Natural Language Processing for Social Media. Diana InkpenЧитать онлайн книгу.
for Tokenizers
Horsmann and Zesch [2016] evaluated a method for dealing with token boundaries consisting of three steps. First, the researchers split the text according to the white space characters. Then they employed regular expressions to refine the splitting of alpha-numerical text segments from punctuation characters in special character sequences such as similes. Finally, these sequences of punctuation are reassembled. They merge the most common combinations of characters into a single token using the training data, and use word lists to merge abbreviations with their following dot character. They increase accuracy in the experiment using more in-domain training data.
Table 2.2: Examples of tokenization
Evaluation Measures for Tokenizers
Accuracy is a simple measure that calculates how many correct decisions a tool makes. When not all the expected tokens are retrieved, precision and recall are the measure to report. The precision of the tokens recognition measures how many tokens are correct out of how many were found.
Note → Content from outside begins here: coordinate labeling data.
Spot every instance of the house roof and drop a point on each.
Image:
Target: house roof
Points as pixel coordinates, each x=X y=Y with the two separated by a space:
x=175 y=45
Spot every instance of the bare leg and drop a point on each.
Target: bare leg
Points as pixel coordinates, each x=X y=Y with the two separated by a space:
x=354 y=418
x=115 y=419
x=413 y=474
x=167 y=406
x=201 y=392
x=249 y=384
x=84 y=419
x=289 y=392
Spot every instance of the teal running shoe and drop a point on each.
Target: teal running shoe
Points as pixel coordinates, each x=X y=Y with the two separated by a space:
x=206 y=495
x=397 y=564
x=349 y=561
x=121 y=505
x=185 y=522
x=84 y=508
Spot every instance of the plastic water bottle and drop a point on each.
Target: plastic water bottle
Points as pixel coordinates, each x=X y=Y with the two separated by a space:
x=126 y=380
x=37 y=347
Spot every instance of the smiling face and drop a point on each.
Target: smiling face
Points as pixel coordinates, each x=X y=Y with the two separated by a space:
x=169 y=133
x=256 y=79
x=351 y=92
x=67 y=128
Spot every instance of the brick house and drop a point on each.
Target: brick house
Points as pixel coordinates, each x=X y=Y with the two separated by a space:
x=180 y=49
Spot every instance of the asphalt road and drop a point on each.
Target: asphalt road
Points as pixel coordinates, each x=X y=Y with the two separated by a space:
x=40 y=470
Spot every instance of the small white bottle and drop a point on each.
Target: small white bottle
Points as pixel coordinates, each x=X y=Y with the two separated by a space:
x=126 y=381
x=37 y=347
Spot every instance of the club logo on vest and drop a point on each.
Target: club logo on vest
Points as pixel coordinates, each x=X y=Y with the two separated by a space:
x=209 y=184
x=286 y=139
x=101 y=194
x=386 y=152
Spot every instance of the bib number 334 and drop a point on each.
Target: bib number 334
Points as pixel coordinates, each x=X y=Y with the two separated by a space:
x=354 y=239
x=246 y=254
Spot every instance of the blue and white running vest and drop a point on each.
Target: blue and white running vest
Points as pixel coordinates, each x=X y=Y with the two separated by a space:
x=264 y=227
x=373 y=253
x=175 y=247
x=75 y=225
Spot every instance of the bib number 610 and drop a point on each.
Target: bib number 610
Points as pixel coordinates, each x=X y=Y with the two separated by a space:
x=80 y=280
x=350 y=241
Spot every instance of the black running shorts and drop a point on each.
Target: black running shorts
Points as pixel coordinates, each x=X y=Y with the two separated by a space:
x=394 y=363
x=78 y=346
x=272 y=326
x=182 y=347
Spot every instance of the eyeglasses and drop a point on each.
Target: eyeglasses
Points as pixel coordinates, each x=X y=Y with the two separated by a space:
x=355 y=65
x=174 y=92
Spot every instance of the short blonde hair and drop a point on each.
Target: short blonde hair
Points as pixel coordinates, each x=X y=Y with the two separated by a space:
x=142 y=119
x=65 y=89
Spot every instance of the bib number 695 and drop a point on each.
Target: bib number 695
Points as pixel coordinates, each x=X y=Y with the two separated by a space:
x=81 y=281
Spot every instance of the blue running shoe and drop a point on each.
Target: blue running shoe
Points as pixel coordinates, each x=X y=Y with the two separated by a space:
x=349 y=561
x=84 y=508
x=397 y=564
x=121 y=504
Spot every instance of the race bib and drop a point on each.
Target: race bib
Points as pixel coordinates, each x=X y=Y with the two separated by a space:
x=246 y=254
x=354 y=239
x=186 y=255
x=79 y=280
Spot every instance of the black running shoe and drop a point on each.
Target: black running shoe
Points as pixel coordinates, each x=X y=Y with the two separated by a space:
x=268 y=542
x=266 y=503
Recall measures the coverage (from the tokens that should have been retrieved, how many were found). F-measure (or F-score) is often reported when one single number is needed, because F-measure is the harmonic mean of the precision and recall, and it is high only when both the precision and the recall are high.2 Evaluation measures are rarely reported for tokenizers, one exception being the CleanEval shared task which focused on tokenizing text from web pages [Baroni et al., 2008].
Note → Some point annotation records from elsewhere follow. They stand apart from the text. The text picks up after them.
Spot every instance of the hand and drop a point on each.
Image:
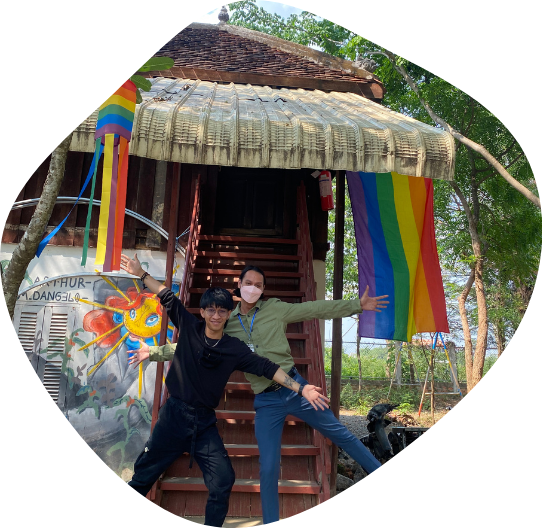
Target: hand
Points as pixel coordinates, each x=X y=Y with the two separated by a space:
x=132 y=266
x=373 y=303
x=315 y=397
x=139 y=356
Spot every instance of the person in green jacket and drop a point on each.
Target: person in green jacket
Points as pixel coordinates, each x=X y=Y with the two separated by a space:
x=262 y=326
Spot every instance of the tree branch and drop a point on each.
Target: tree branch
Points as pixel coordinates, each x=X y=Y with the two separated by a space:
x=480 y=149
x=26 y=249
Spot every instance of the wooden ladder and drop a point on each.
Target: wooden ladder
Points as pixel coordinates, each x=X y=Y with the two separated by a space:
x=217 y=261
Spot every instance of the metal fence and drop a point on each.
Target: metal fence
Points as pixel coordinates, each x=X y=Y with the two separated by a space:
x=379 y=361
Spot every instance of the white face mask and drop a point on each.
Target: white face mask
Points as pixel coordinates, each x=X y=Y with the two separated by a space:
x=250 y=294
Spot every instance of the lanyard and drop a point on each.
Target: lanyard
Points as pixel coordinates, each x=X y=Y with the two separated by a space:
x=250 y=329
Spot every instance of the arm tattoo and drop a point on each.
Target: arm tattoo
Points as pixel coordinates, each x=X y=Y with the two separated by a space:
x=288 y=382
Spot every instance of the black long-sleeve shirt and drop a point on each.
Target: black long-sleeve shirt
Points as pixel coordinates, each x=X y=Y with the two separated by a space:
x=199 y=372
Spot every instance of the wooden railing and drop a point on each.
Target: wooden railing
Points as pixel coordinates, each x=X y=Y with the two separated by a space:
x=185 y=297
x=313 y=344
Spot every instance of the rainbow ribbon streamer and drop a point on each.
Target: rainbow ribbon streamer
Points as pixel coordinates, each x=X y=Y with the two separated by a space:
x=91 y=175
x=397 y=254
x=114 y=127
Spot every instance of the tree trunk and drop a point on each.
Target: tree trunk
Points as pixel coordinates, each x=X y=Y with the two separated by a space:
x=388 y=359
x=476 y=147
x=410 y=363
x=468 y=346
x=482 y=325
x=500 y=337
x=26 y=249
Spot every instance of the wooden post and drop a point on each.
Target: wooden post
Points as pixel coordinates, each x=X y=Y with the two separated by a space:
x=337 y=337
x=171 y=245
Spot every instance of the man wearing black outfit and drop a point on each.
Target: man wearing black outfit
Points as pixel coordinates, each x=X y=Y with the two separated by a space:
x=203 y=362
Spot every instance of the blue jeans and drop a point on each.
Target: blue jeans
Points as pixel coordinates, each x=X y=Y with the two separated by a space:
x=271 y=411
x=173 y=435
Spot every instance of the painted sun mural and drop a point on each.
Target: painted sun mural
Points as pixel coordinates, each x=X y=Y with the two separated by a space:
x=131 y=317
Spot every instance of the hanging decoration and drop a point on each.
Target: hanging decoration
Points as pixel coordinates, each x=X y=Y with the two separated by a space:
x=397 y=254
x=114 y=128
x=112 y=136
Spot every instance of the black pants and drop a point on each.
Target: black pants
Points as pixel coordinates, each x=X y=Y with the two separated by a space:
x=172 y=436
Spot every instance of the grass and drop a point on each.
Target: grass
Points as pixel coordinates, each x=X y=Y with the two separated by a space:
x=407 y=399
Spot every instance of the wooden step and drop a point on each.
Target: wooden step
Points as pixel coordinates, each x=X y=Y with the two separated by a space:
x=246 y=240
x=268 y=293
x=246 y=256
x=236 y=273
x=287 y=450
x=246 y=416
x=298 y=337
x=240 y=485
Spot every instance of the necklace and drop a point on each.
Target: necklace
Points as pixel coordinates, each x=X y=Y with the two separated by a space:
x=205 y=339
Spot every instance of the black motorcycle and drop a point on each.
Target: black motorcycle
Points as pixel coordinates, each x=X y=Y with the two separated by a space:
x=385 y=446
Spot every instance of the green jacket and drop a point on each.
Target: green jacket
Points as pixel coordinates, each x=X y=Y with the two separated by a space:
x=269 y=330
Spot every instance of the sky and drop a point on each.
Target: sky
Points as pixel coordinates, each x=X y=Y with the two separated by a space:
x=272 y=7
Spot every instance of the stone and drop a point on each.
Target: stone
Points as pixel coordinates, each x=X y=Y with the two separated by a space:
x=342 y=483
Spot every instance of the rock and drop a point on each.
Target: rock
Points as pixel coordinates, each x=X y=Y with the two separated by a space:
x=342 y=483
x=359 y=474
x=126 y=474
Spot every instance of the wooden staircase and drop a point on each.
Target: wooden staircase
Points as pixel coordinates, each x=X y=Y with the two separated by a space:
x=305 y=465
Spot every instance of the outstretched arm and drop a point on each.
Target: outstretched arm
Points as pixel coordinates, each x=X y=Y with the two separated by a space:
x=294 y=312
x=159 y=353
x=133 y=267
x=310 y=392
x=374 y=304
Many NLP projects tend to not mention what kind of tokenization they used, and focus more on higher-level processing. Tokenization, however, can have a large effect on the results obtained at the next levels. For example, Fokkens et al. [2013] replicated two high-level tasks from previous work and obtained very different results, when using the same settings but different tokenization.
Adapting Tokenizers to Social Media Texts
Tokenizers need to deal with the specifics of social media texts. Emoticons need to be detected as tokens. For Twitter messages, user names (starting with @), hashtags (starting with #), and URLs (links to web pages) should be treated as tokens, without separating punctuation or other symbols that are part of the token. Some shallow normalization can be useful at this stage. Derczynski et al. [2013b] tested a tokenizer on Twitter data, and its F-measure was around 80%. By using regular expressions designed specifically for Twitter messages, they were able to increase the F-measure to 96%. More about such regular expressions can be found in [O’Connor et al., 2010].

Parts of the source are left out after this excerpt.